You know why the Browns are the Browns? Because with eight minutes to go in the game and trailing 14-3, they forced the Steelers to re-punt twice after penalties, and on the third try, Cleveland returner Chansi Stuckey fumbled and Pittsburgh recovered. Four plays later, Mendenhall scored and that was that.
The Steelers would go on to win 28-10, and despite covering the 13.5-point spread, we can’t praise Colt McCoy’s performance enough. Yes, he threw two picks, and yes he was sacked four times, but we all figured he would crap his pants at some point during the first quarter, and would leave the field on a stretcher by halftime. Instead, he more than held his own, looked as poised as a rookie with no real offensive weapons can look, and completed numerous passes into tight coverage. So hats off to that guy. No idea what that means for the Browns quarterback situation but, frankly, that’s not my concern.
I do know that the Steelers, for the first time all season, finally have their franchise quarterback on the field, and he played about like we expected. Ben Roethlisberger looked a little nervous early, and missed on a few passes — including the first quarter red-zone interception — but all in all, he did what he’s always done: prolong plays, shed would-be tacklers, and do things that nobody else in the league can do. It was a refreshing change from the run-run-run-punt offensive game plan we had become accustomed to during the first month of the season.
Roethlisberger wasn’t perfect, but that’s the nice thing about returning from a long layoff and facing the Browns, a team starting a third-string rookie QB, and playing more than 30 minutes without their best player, Josh Cribbs. But like I’ve been saying since training camp, this time around Ben wouldn’t go through the typical readjustment period we have seen in the past since he’s not coming back from injury. And with games at the Dolphins, Saints and Bengals next up on the schedule that’s great news.
As for the rest of the team, well, they did what they’ve done through four games: the defense was stout, special teams was a pleasant surprise, and the offensive line and the running game were efficient. That said, I’m sure we’ll be hearing more cliches about how McCoy grew up before our eyes Sunday than the sacks, the interceptions or Big Ben’s three touchdowns. And you know what? With all the shit we (I) talked in the days leading up to this game, I’m fine with that. The dude played well.
As for who played well for the Steelers, a quick list:
* Big Ben. He threw a “WTF?!” red-zone pick early, and he missed high and wide on a few other looks, but otherwise, he was the same old Ben. Nearly impossible to bring down and always a big-play threat, Roethlisberger ended the day with three touchdowns, including one to some guy named Heath Miller, who apparently is a very good tight end.
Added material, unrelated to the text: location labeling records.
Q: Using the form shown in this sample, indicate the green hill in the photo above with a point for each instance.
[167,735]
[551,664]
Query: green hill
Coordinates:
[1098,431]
* Rashard Mendenhall. He’s now a legit home-run threat who seldom takes a negative play. Mendenhall is the perfect complement for Big Ben easing himself back into the offense. I really can’t say enough about how well he’s played.
* Isaac Redman. I love this guy. Third down and you need a couple yards? Give it to Redman. Need somebody to run the ball with Mendenhall on the bench? Give it to Redman. Need a back to pick up a blitzing linebacker. Yep, Redman’s your guy.
* Hines Ward. We talk about how Hines looks like he’s lost a step, or can no longer get open, but I’ve been convinced for a while now that he’s basically a tight end at this point in his career. Whatever, his touchdown reception was one percent Ben getting him the ball and 99 percent Ward shedding tacklers on his way to the end zone. I don’t care if he runs a 6.0 40, he’s still Hines Freaking Ward.
* Juan Timmons. I mentioned him in the podcast as a player to watch but that was mostly because I always watch Timmons. He’s having a breakout year and Sunday was more of the same. Juan had an interception late in the fourth quarter and — just like every other game this season — he was always around the ball.
* O-line. I’m looking forward to JJ’s breakdown, but upon first viewing, this unit continues to play well (enough). In addition to the usual suspects — Max, Kemoeatu, Pouncey, Legursky and Flozell — we also saw appearances by Jonathan Scott and Ramon Foster (not to mention Legursky at fullback for Rashard’s TD run). Oh, and while Ben took some hits (because he always takes some hits), he wasn’t sacked once.
* Manny Sanders. JJ was lobbying for him to see time and Sanders had two big catches. Another potential weapon for Big Ben going forward. I’m one of the people who didn’t understand the “Let’s trade Santonio for a bag of beans!” trade, but I’m happy to move on. Sanders and Brown help.
* Bonus: the Ravens lost in overtime to the Pats which, if nothing else, will spare us a week of “BALMER IZ THE BESTEST TEAM IN THE NFL” nonsense.